Wie wollen Sie Ihren Sohn erziehen, welche Werte sind Ihnen wichtig?

Alle demokratischen Werte sind mir wichtig, vor allem das Thema Gleichberechtigung. Er soll integer sein, soll neugierig sein und bleiben und seinen eigenen Weg gehen. Dabei muss er es nicht jedem recht machen wollen und schon gar nicht den Leuten nach dem Mund reden, sondern zu seinen eigenen Überzeugungen stehen und sie vertreten. Das habe ich im Laufe meines Lebens ebenfalls lernen müssen. Ansonsten soll er wie jedes andere schwäbische Kind hier ganz normal aufwachsen, Sport treiben und unbeschwert sein.
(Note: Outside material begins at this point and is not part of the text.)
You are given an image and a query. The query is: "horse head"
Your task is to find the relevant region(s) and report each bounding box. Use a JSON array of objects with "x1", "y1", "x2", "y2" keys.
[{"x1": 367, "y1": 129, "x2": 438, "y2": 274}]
Wie viel Schwabe steckt in Ihnen?

Davon steckt sehr viel in mir, inklusive des schwäbischen Dialektes, den ich sprechen kann und auch gar nicht unterdrücken will. Ich bin wie mein Sohn in Ludwigsburg geboren und stolz drauf, Schwabe zu sein. Mir gefallen die regionalen Bräuche, ich stehe auf Kässpätzle und Maultaschen, genieße den guten Wein und liebe die wunderschöne Landschaft. Gelegentlich grüße ich sogar mit einem freundlichen Grüß Gott!

Was an Ihnen ist türkisch?

Die meisten bezeichnen mich als sehr deutsch, weil ich ein sehr strukturierter Mensch bin, der früh aufsteht und direkt zum Schwimmen geht und danach einen festen Plan für den Tag hat. Aber was ist türkisch an mir? Vielleicht ist meine emotionale Seite eher türkisch. Ich spreche die Leute persönlich und emotional an, umarme auch gerne mal andere Menschen. Der herzliche Körperkontakt ist tatsächlich eher südländisch.

Herr Tok, wir danken Ihnen für das Gespräch!